“In honor of the centennial of the Armenian Genocide, the Musée de la Photographie di Charleroi in Belgium has organized, in collaboration with the Boghossian Foundation and the Università Saint Joseph in Beirut, an exhibition entitled “Les arméniens – Images d’un destin 1906 – 1939 (The Armenians – Images of Destiny, 1906-1939),” which focuses on photographs recovered from the photo archives of the Oriental Library at the Università Saint Joseph,” Maurizio G. De Bonis, a photo critic and cinematographer, writes in an article published by The Huffington Post.

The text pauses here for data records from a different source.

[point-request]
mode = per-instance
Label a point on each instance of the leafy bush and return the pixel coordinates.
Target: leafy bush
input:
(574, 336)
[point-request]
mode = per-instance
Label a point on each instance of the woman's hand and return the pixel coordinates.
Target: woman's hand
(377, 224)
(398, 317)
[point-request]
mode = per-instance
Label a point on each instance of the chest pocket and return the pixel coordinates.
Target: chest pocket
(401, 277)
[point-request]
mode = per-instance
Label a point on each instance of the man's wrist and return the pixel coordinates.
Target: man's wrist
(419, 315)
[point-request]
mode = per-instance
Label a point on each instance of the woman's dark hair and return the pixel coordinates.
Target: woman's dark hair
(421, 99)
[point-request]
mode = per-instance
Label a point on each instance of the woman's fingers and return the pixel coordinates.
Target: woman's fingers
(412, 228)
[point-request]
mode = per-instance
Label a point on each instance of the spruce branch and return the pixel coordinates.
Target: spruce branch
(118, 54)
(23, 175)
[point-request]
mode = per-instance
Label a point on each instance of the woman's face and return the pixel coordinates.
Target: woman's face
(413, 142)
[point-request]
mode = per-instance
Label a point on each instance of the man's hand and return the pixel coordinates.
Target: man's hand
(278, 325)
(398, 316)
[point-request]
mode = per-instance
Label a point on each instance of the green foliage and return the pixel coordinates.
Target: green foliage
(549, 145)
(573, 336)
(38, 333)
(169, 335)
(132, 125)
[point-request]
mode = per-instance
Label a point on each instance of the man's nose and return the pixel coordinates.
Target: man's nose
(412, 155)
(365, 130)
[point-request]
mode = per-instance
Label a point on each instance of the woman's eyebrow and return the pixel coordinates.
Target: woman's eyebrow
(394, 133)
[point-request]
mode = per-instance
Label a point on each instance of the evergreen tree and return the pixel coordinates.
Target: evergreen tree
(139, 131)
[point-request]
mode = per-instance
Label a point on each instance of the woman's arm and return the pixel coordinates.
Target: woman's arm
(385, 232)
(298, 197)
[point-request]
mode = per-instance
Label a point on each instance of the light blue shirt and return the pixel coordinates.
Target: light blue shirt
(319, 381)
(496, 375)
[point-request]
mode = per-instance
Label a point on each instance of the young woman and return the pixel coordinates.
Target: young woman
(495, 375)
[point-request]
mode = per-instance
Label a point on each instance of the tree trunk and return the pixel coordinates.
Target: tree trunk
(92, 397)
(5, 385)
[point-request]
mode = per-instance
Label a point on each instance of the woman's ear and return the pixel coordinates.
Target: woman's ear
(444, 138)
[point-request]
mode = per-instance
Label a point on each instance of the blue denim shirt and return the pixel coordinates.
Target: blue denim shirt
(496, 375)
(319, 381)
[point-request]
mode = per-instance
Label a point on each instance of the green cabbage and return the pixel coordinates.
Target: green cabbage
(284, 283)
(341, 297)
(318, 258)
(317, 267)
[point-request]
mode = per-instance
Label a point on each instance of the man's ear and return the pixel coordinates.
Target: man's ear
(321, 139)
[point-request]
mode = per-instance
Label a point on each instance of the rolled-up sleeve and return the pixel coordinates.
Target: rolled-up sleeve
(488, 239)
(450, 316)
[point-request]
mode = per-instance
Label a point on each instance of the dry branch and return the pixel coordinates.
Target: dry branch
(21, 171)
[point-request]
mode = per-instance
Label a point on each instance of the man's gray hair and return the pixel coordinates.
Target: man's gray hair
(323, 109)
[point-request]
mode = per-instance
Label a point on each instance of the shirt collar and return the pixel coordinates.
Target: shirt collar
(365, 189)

The photographs were taken by Jesuit missionaries, including Antoine Poidebard and Guillaume de Jerphanion, and, over a broad period of time, highlight the dramatic repercussions persecution had on the Armenian population, even prior to 1915. The exhibit also showcases works that portray the places, villages and towns where the Armenians lived.
Whether these were villages lost among the mountains, or neighborhoods in Turkish cities (for example Adana), the viewer feels as though he is witnessing a community with its own local history and traditions, and which was brutally uprooted and eradicated.
The simple, serious dignity of several very young students from the city of Tokat, photographed by Antoine Poidebard, is set against the enormous mass of orphans captured in Tarso following the massacre that took place in 1909 in Adana. Later in the exhibition, a shoeshine man is captured as he’s working, counterbalanced by a young, proud Circassian woman looking into the camera, seemingly communicating with the viewer directly.
“Today, thanks to works like these, it is possible to truly understand the importance of human memory,” the author writes. According to him, “the Armenian Genocide cannot be left to sink away into silence.”
“The visual arts must strive to play a key role in the transmission of memory, especially to younger generations, as they have in disseminating a global understanding of the Holocaust. In this sense, photography and cinema can help jumpstart that extremely important process that we can define as actualization of the past; a process that transforms the memory of a tragedy from a purely historical, museum-worthy subject of in-depth analysis for specialized scholars — distant from the rest of us, and destined to be forgotten — into a dramatic, agonizing phenomenon experienced in the present day. It must become an element of our shared memory. And as such, it cannot, must not be erased and forgotten,” Maurizio G. De Bonis writes.